Response rates of individually selected teachers, principals, and technology coordinators averaged about 70%. This includes 69% of the teachers in the probability sample of schools and 64% in the purposive schools sample. Altogether, responses were obtained from 4,083 teachers of grade 4 and higher in 1,150 schools, as well as 845 technology coordinators and 867 school principals.
Participating teachers completed 20+ page questionnaires. Four versions of the questionnaire were used, with largely overlapping questions, but permitting somewhat greater coverage of topics than a single version of equal length would have permitted. The questionnaires dealt with five principal topics: teaching philosophy and related beliefs about instruction and assessment; teaching practices and strategies followed in the instruction of one class—the class in which the teacher felt most satisfied with achieving teaching objectives—; the ways in which the teacher used computers in teaching and professionally and changes over time in the role of computers in her teaching practice; changes in her general pedagogical approaches made over the previous three years; and a wide range of questions about the teaching environment at the teacher’s school, including formal professional development, support for technology, informal interactions with other teachers, and pressures experienced in their teaching.

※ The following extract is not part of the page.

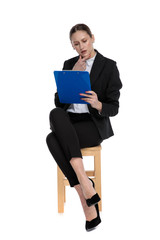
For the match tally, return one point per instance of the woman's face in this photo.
(83, 44)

In addition, a variety of questions about educational and teaching background and current teaching responsibilities were asked at various points in the questionnaire. Nearly all questions were of the fixed-response type. Open-ended questions about college attended, college major, and current set of courses taught were coded into numerical categories. College attended was coded in terms of selectivity, based on SAT and ACT scores of admitted freshmen in the year 1983.
Because unequal probabilities were used, at both school and teacher level, all analysis employs weighted data, with weights inverse to the probability of selection, as modified by stratum-specific non-response rates and within-school partial completions of teacher rosters. Where purposive and national probability samples are combined, weights are adjusted so that the average weight for teachers in the purposive schools sample is equal to the average weight for teachers from schools in the probability sample.